Todas as sondagens convergem num único ponto: a segunda volta das eleições presidenciais é inevitável.

Por isso, há que pensar muito bem no que o país precisa.

Se queremos uma mudança, não devemos votar nos mesmos de sempre, nem alinhar em populismos extremistas ou em demagogos travestidos de modernos.

Ora, o único candidato capaz de garantir independência, estabilidade e visão estratégica para o nosso país é o Almirante Gouveia e Melo.

Com efeito, num Parlamento fragmentado, com ciclos políticos curtos e uma crescente desconfiança nas instituições, a independência do Presidente da República tornou‑se um requisito fundamental para o bom funcionamento do nosso sistema democrático.

Neste quadro, o Almirante é o único candidato verdadeiramente independente: não tem passado partidário, não deve favores a máquinas políticas, não está preso a equilíbrios internos, nem a interesses corporativos.

Num país onde a confiança nas instituições é frequentemente abalada por disputas políticas internas, um Presidente livre dessas pressões reforça a estabilidade do regime e a credibilidade do Estado.

A isto soma‑se algo que nenhum outro candidato oferece: experiência estratégica militar. A segurança deixou de ser um tema exclusivamente militar para se tornar um tema central de qualquer Nação, com impacto na economia em geral, em particular e no imediato, nas cadeias de abastecimento, na energia, na tecnologia e, noutro prisma, na posição de Portugal na esfera mundial.
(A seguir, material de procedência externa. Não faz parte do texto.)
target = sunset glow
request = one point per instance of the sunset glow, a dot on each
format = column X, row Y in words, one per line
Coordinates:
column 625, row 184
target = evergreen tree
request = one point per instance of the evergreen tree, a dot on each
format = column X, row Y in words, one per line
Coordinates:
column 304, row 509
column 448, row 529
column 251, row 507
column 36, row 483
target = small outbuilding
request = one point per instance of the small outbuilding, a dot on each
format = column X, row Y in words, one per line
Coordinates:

Saliente-se que o Presidente da República é, por inerência, o Comandante Supremo das Forças Armadas, e, pela primeira vez em décadas, essa função tem peso real. O Almirante conhece o sector, compreende o xadrez geopolítico internacional e, de resto, antecipou riscos muito antes de se tornarem evidentes para todos. Foi o primeiro, há meses, a alertar para o perigoso quadro internacional que estava a germinar. Agora, depois da crise da Venezuela, todos vêm a terreiro tecer comentários e deixar alertas… agora, é fácil!
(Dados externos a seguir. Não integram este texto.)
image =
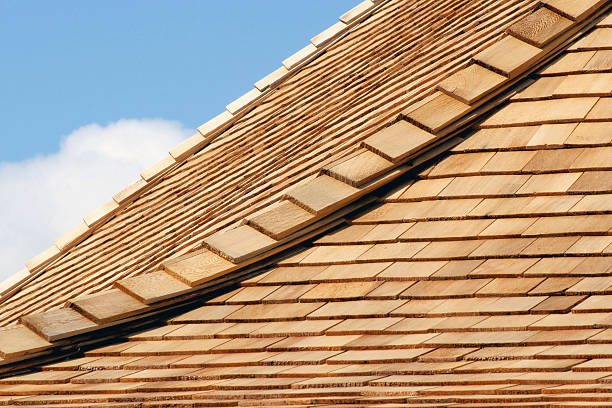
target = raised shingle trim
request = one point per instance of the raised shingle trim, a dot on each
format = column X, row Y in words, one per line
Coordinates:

Esta capacidade de leitura estratégica é hoje indispensável.

Os críticos de Gouveia e Melo, à falta de melhor, dizem que ele não tem experiência política.

Mas será que Portugal tem tido falta de políticos experientes?…

Portugal não carece de políticos experientes, antes precisa de políticos com capacidade de execução e com coragem decisória.

Ora, se há algo que Gouveia e Melo demonstrou – durante a pandemia, no processo de vacinação, em Pedrógão Grande, no rescaldo dos incêndios e, na verdade, em toda a sua carreira militar – foi capacidade de organizar, decidir e entregar resultados.

É um pragmático.

Não precisamos de um Chefe de Estado pleno de retórica, nem de alguém que defende modelos económicos levianos, tal como não precisamos de um líder sem força.

Precisamos de um Presidente pragmático e sem medo de decidir o que for melhor para Portugal.